Segundo Telma Weisz (2000), apesar de Ferreiro, Teberosky e seus colaboradores nos anos 1970 ter proporcionado aos educadores uma nova maneira de analisar a aprendizagem da língua escrita, as pesquisas realizadas sobre o que as crianças pensam no que diz respeito ao sistema alfabético da escrita trouxeram a tona os inúmeros problemas que a cartilha criam no ensino-aprendizagem. Não há um “método Emília Ferreiro”, capaz de ser a solução definitiva como muitos ainda possam pensar. Os professores de hoje têm à disposição uma metodologia moderna de ensino da língua escrita coerente com as mudanças indicadas pela psicolinguística e produzida por educadores de diversos países.

Ainda de acordo com a autora, a metodologia é fundamentada em torno de princípios que organizam a prática do professor, conforme descreve Telma Weisz (2000). Uma criança aprende a ler e escrever lendo e escrevendo, porém, ainda sem fazer isso, trata-se de um desses princípios. Nas escolas consideradas construtivistas, os alunos são alfabetizados através de práticas sociais de leitura e de escrita. A cartilha não é mais uma referência para eles, com suas frases sem sentido, enquanto que o alfabetizador precisa interpretar a produção gráfica das crianças.

No Contexto da pesquisa podemos destacar também a autora Soares (2005), com seus estudos sobre alfabetização e letramento, alfabetizar e letrar. Na opinião da autora, a criança, ainda que não esteja alfabetizada, pode ser inserida num processo de letramento. O contato com o mundo letrado acontece bem antes das letras e vai além delas. Uma criança letrada já está capacitada a fazer a leitura incidental de rótulos, imagens, gestos, e emoções.

A UNESCO reconhece que o conceito de alfabetismo e analfabetismo possui categorias diferentes. Todavia, as definições de alfabetizados e analfabetismo criadas pela UNESCO, em 1958, significa uma tentativa de fixar uma diferença.

Conforme a UNESCO (1958, p. 4)

É alfabetizada a pessoa que é capaz de ler e escrever com compreensão um enunciado curto e simples sobre a vida cotidiana. É analfabeta a pessoa que não é capaz de ler e escrever com compreensão um enunciado curto e simples sobre a vida cotidiana.

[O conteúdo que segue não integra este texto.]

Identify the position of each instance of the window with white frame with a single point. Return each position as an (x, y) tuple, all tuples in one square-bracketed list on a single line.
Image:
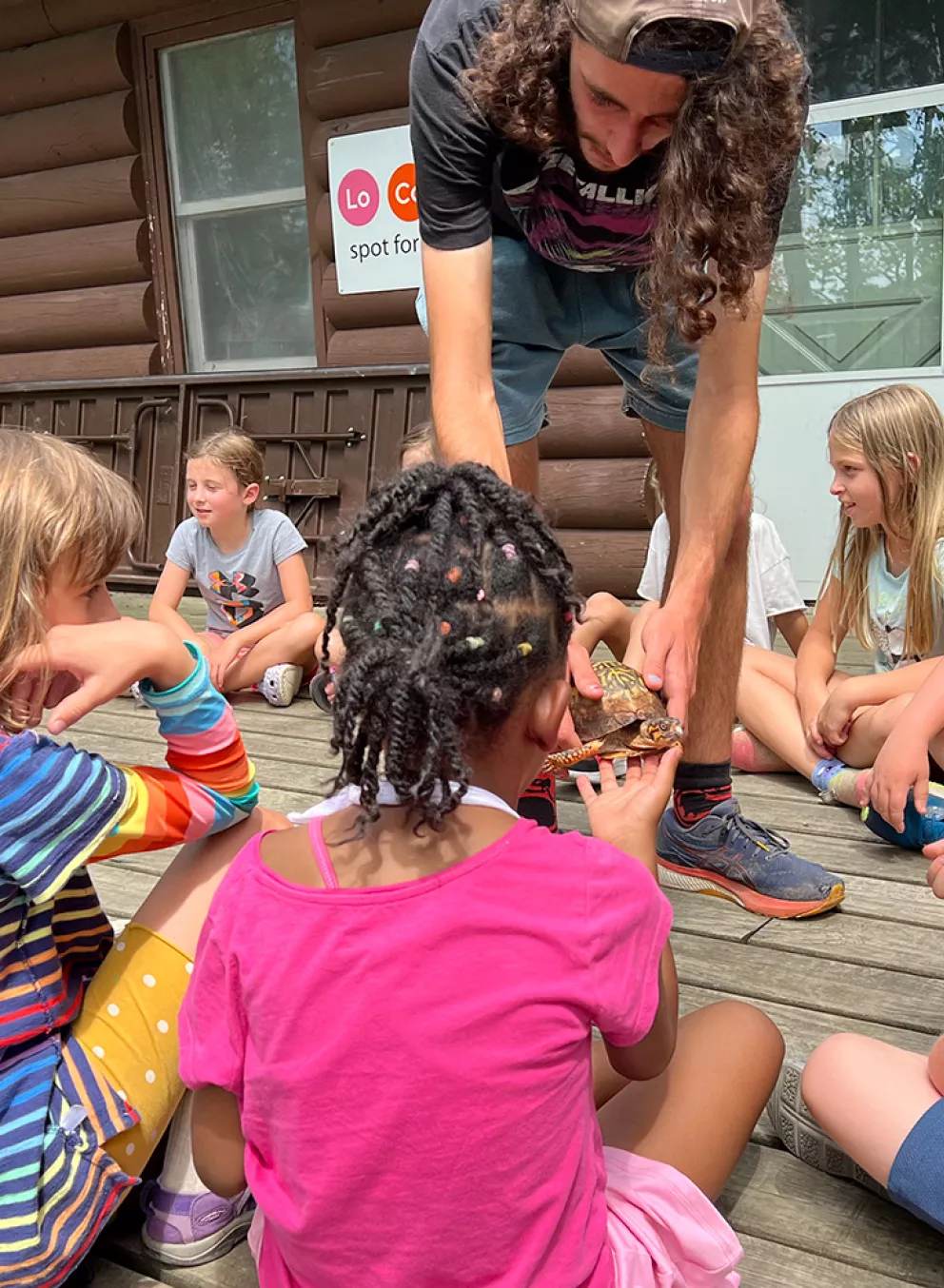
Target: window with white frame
[(237, 189), (858, 279)]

Vejamos ainda o que afirma Soares (2005, p. 33)

[...] o alfabetismo não se limita pura e simplesmente à posse individual de habilidades e conhecimentos; implica também, e talvez principalmente, em um conjunto de práticas sociais associadas com a leitura e a escrita, efetivamente exercidas pelas pessoas em um contexto social específico.

Percebemos que a autora valoriza o saber que o nosso aluno trás da sua cultura, concordando com o mesmo pensamento de Freire (2002, p. 90) quando o mesmo coloca:

Não posso de maneira alguma, nas minhas relações político-pedagógicas com os grupos populares, desconsiderar seu saber de experiência feito. Sua explicação do mundo de que faz parte a compreensão de sua própria presença no mundo. E isso tudo vem explicitado ou sugerido ou escondido no que chamo “leitura do mundo” que precede sempre a “leitura da palavra.

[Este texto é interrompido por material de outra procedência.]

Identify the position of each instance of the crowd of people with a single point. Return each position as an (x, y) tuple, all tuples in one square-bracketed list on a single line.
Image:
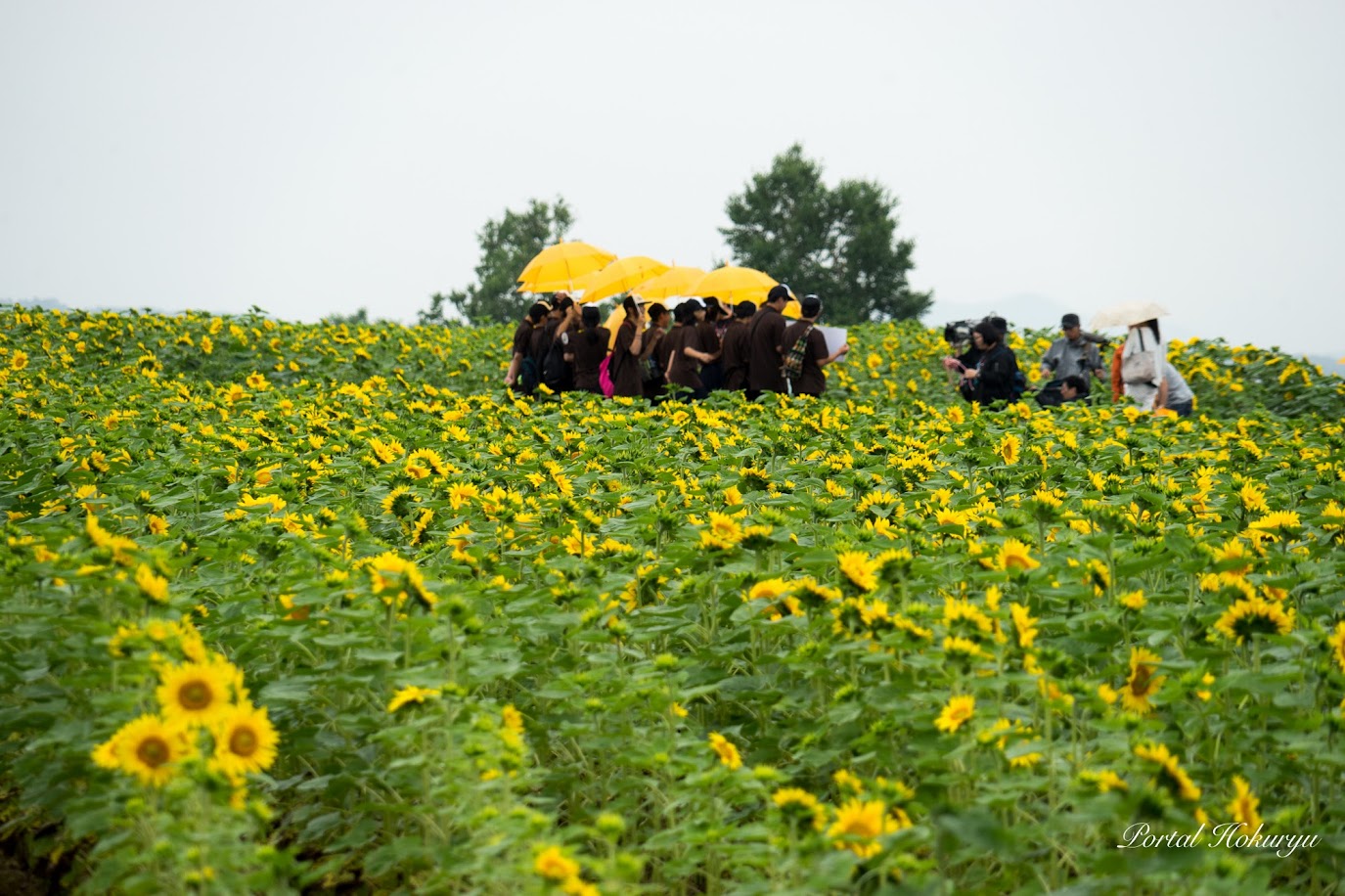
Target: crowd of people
[(703, 346), (696, 347), (989, 370)]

Ainda de acordo com a Soares, a criança, mesmo não alfabetizada, já pode ser inserida em um processo de letramento. Pois, o contato com o mundo letrado ocorre muito antes das letras e vai além delas. Haja vista que a mesma já faz a leitura incidental de rótulos, imagens, gestos, emoções.

Observa-se a contribuição de todos os autores relatados e outros, sobre a referida abordagem, dá-nos pano de fundo para um embasamento importante na alfabetização das nossas crianças.

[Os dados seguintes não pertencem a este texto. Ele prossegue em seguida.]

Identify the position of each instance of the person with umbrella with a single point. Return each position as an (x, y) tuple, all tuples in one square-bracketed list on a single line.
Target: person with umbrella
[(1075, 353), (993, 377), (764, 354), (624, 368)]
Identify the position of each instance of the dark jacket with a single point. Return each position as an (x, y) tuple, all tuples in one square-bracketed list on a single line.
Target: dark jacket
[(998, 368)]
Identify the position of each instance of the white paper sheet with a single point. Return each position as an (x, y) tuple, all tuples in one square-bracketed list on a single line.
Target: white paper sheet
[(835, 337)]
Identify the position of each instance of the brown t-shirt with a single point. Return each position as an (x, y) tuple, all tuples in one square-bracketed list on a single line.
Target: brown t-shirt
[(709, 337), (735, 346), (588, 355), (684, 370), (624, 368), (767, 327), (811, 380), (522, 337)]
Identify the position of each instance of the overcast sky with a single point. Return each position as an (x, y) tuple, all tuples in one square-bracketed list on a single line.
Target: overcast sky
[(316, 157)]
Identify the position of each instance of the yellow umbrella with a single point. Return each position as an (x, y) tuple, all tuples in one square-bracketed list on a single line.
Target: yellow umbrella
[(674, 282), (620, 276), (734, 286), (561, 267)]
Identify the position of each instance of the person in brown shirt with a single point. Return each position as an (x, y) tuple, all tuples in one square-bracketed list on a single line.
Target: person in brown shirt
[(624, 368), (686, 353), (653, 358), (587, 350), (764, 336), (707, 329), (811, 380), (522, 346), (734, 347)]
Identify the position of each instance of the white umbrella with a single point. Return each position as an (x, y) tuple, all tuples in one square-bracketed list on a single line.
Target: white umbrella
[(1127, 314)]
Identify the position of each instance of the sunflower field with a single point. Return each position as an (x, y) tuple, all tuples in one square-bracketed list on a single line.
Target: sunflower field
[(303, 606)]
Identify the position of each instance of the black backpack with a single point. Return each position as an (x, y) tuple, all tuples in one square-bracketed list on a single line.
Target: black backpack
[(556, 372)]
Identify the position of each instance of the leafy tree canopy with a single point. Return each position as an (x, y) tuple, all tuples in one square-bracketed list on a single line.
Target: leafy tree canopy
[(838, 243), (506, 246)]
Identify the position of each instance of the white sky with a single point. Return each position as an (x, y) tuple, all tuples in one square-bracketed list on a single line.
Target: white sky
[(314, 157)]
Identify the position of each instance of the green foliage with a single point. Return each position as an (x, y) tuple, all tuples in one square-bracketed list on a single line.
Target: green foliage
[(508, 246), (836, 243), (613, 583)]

REFERÊNCIAS BIBLIOGRÁFICAS

MORAIS,  Artur  G.  de.  Discursos  recentes  sobre  a  alfabetização  no  Brasil.

Trabalho  apresentado  no  XIII  ENDIPE,  no  Simpósio  Os  Discursos  e  as

Narrativas nos Processos Educativos, abr, 2006

BRASIL, Lei n° 9394/96. Diretrizes e Bases da Educação Nacional. Ministério da Educação Fundamental. Brasília: MEC/SEF, 1996.

SOARES,  Magda.  Letramento e alfabetização:  as  muitas   facetas.  Revista Brasileira de Educação. São Paulo. Nº 25, p. 5-17, Jan/abr., 2004.

FREIRE, P. Educação como prática de liberdade. São Paulo: Paz e Terra, 2002.

________ Pedagogia do Oprimido. São Paulo: Paz e Terra, 2002



[1] Censo: conjunto de informações recolhidas sobre a quantidade e as características das pessoas que vivem num país ou em parte dele.